Nikola Tesla (1856-1943) was a Serbian-American electrical inventor, whose main claim to fame lay with his invention of the alternating current motor. He had 700 patents in the US and Europe and his discoveries include the Tesla Coil, fluorescent light, wireless transmission of electrical energy, radio, remote control, discovery of cosmic radio waves and use of ionosphere for scientific purposes.

Tesla was from a family of Serbian origin and training for an engineering career, he attended the Technical University at Graz, Austria, and the University of Prague. At Graz he first saw the Gramme dynamo, which operated as a generator and, when reversed, became an electric motor, and he conceived a way to use alternating current to advantage. Later, at Budapest, he visualized the principle of the rotating magnetic field and developed plans for an induction motor that would become his first step toward the successful utilization of alternating current. In 1882 Tesla went to work in Paris for the Continental Edison Company, and, while on assignment to Strassburg in 1883, he constructed, in after-work hours, his first induction motor.

Tesla sailed for New York in 1884, and in May 1885, George Westinghouse, head of the Westinghouse Electric Company in Pittsburgh, bought the patent rights to Tesla's polyphase system of alternating-current dynamos, transformers, and motors.
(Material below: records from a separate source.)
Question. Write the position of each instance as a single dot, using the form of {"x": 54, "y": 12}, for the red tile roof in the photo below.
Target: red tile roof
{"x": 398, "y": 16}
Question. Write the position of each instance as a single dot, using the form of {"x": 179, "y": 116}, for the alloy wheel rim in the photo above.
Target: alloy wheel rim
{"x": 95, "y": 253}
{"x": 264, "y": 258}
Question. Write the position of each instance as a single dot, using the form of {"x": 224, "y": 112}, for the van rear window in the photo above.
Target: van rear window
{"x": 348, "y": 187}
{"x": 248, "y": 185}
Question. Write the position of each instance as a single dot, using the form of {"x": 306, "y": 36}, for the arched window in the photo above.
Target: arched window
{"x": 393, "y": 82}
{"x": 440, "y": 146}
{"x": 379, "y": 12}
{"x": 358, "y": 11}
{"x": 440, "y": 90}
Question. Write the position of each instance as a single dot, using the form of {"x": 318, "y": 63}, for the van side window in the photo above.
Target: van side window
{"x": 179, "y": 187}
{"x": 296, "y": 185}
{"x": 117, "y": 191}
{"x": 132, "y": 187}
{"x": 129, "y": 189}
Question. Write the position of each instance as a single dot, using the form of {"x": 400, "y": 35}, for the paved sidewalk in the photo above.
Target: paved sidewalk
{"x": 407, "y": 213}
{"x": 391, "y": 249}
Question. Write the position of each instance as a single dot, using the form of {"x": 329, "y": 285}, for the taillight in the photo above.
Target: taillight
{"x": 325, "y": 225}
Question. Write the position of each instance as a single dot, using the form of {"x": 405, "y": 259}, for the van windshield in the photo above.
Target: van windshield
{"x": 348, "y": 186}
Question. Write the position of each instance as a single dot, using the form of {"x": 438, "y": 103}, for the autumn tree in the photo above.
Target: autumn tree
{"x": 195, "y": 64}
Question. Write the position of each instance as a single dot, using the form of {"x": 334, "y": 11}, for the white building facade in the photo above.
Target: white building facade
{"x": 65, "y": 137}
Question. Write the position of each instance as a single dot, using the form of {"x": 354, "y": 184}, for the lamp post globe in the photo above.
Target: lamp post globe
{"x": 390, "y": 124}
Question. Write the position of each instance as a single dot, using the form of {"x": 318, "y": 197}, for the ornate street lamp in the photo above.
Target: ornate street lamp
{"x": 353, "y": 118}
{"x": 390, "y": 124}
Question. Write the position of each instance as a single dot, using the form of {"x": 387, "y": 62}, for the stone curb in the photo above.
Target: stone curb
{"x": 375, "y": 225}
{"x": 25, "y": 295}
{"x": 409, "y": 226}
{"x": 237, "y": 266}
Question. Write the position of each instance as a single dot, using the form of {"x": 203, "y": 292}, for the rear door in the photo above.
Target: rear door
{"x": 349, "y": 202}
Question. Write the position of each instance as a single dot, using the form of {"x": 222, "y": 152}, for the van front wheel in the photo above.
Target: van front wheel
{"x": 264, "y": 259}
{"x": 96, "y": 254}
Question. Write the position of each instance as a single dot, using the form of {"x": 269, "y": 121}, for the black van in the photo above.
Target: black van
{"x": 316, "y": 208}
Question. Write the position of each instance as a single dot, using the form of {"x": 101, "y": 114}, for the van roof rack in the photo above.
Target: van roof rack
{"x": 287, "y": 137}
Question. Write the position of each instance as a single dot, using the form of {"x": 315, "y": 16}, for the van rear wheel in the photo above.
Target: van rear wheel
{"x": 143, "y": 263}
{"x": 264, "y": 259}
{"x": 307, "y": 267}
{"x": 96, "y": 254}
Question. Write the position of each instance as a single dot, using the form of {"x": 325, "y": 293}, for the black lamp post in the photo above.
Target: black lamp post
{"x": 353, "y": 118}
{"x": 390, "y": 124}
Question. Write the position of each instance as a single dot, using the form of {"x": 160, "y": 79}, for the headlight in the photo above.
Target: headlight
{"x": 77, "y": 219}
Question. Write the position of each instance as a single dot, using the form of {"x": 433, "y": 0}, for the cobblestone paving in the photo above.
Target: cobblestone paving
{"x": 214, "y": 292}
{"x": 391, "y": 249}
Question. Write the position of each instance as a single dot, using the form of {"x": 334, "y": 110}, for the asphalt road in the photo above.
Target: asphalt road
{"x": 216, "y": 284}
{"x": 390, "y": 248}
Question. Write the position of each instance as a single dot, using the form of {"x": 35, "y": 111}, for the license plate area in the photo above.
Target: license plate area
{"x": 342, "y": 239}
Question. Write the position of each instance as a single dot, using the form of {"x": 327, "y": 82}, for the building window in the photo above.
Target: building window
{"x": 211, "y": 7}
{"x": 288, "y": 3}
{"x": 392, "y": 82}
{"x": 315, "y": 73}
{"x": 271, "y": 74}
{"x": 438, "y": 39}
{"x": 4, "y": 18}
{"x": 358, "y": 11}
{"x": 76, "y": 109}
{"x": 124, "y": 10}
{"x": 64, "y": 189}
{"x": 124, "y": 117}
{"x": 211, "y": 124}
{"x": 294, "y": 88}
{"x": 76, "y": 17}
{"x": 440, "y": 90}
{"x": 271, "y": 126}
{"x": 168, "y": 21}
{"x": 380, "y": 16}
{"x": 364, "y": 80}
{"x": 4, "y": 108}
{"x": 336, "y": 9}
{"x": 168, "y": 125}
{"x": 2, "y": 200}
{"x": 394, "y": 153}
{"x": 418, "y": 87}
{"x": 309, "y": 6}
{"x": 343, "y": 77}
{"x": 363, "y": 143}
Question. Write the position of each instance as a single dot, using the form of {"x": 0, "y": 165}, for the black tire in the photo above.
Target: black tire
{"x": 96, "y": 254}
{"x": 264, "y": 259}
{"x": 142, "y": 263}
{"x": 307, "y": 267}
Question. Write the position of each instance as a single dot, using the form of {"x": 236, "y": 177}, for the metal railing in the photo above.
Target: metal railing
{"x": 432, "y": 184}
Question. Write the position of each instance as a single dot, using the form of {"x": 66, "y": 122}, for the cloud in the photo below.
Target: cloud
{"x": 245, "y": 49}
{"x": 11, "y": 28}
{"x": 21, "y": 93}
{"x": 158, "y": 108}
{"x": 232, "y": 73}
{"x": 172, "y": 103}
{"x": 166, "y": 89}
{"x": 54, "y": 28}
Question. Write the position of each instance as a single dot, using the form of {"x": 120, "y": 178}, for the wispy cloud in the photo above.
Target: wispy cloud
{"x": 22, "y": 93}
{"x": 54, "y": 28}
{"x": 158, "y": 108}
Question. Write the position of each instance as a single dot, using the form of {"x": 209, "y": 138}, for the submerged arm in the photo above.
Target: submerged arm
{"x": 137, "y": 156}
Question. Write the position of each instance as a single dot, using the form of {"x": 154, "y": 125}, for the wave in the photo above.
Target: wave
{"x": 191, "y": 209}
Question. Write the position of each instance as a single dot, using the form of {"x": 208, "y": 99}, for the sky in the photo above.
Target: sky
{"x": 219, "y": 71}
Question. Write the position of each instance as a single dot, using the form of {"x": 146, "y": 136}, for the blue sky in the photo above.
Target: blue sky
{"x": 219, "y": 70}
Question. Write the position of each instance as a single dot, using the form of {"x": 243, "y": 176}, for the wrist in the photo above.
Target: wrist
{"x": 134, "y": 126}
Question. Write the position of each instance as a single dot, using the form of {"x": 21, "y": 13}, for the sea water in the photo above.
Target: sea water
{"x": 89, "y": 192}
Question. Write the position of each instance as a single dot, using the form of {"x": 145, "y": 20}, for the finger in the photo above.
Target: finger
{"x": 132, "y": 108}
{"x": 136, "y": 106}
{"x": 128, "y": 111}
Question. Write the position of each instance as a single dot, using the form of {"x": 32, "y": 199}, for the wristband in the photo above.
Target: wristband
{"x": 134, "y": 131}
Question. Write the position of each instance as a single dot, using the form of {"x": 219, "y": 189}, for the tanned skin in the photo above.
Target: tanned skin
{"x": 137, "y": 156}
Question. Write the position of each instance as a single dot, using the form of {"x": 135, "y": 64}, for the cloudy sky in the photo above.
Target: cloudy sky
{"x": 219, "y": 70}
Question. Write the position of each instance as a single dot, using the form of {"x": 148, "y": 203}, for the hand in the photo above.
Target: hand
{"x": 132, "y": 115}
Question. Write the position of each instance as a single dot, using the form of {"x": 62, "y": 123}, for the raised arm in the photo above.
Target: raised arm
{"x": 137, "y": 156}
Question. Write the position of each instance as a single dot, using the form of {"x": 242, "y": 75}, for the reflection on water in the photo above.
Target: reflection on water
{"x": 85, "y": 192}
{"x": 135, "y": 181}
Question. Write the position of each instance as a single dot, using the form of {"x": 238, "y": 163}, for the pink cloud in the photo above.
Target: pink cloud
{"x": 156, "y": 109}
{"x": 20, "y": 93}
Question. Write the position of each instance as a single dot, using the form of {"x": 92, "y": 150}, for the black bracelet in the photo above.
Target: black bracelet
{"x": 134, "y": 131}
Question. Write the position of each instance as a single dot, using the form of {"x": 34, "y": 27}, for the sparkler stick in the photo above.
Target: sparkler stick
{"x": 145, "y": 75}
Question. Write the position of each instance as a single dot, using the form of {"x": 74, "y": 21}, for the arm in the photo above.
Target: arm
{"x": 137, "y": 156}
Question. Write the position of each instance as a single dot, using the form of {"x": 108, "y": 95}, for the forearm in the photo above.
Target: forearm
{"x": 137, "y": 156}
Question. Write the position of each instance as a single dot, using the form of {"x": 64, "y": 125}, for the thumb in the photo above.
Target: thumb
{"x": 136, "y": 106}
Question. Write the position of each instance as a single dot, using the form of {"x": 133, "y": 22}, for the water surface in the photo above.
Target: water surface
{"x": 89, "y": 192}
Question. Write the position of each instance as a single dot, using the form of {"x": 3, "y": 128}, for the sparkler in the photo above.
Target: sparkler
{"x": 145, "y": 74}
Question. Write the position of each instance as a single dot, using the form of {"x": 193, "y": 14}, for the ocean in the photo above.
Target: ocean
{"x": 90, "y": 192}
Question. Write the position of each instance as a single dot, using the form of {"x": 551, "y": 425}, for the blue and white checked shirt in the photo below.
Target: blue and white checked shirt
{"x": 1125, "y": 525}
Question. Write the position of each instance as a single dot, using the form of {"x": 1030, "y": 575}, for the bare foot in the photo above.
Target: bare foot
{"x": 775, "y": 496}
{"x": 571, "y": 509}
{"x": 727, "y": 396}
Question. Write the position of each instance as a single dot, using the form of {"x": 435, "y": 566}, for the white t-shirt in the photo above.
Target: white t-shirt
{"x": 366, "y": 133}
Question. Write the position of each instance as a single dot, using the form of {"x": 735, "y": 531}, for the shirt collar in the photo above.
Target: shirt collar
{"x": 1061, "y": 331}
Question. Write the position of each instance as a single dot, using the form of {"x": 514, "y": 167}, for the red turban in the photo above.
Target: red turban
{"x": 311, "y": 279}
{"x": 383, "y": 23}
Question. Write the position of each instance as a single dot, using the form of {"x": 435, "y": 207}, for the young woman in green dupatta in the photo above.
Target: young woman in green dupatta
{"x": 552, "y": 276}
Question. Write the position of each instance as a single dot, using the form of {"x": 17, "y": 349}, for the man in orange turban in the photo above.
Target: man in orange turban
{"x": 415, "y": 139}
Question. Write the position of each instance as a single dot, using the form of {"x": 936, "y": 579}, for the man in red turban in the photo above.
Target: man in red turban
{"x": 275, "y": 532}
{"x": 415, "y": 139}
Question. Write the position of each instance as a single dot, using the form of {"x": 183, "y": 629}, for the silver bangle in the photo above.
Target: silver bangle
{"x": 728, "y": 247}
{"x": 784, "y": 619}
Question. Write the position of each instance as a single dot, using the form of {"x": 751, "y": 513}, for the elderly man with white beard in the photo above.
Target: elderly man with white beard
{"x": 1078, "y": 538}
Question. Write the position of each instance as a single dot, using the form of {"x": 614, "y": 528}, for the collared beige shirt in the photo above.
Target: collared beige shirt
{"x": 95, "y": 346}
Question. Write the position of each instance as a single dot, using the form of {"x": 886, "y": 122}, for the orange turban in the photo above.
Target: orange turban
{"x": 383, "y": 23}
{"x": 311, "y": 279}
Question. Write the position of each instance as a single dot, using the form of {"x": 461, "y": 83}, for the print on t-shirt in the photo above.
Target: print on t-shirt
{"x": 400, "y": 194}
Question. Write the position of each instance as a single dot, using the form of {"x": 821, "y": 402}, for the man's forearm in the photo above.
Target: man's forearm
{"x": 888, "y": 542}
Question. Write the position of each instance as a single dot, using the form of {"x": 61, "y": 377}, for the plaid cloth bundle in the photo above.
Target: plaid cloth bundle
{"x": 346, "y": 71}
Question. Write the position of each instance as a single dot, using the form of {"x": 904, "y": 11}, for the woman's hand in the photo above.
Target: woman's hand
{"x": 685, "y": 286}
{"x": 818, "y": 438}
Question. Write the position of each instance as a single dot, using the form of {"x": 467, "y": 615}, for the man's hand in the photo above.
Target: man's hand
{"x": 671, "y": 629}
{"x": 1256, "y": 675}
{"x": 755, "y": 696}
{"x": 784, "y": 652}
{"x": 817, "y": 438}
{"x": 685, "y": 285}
He soon established his own laboratory, where he experimented with shadowgraphs similar to those that later were to be used by Wilhelm Röntgen when he discovered X-rays in 1895. Tesla gave exhibitions in his laboratory in which he lighted lamps without wires by allowing electricity to flow through his body. The Tesla coil, which he invented in 1891, is widely used today in radio and television sets and other electronic equipment.

Westinghouse used Tesla's system to light the World's Columbian Exposition at Chicago in 1893. His success was a factor in winning him the contract to install the first power machinery at Niagara Falls. In 1898 Tesla announced his invention of a teleautomatic boat guided by remote control. When skepticism was voiced, Tesla proved his claims for it before a crowd in Madison Square Garden.

In Colorado Springs, where he stayed from May 1899 until early 1900, Tesla made what he regarded as his most important discovery - terrestrial stationary waves. He also lighted 200 lamps without wires from a distance of 25 miles (40 kilometres). Returning to New York in 1900, Tesla began construction on Long Island of a wireless world broadcasting tower, with $150,000 capital from the American financier J. Pierpont Morgan. He expected to provide worldwide communication and to furnish facilities for sending pictures, messages, weather warnings, and stock reports. The project was abandoned because of a financial panic, labour troubles, and Morgan's withdrawal of support.

Tesla's work then shifted to turbines and other projects. Because of a lack of funds, his ideas remained in his notebooks, which are still examined by engineers for unexploited clues.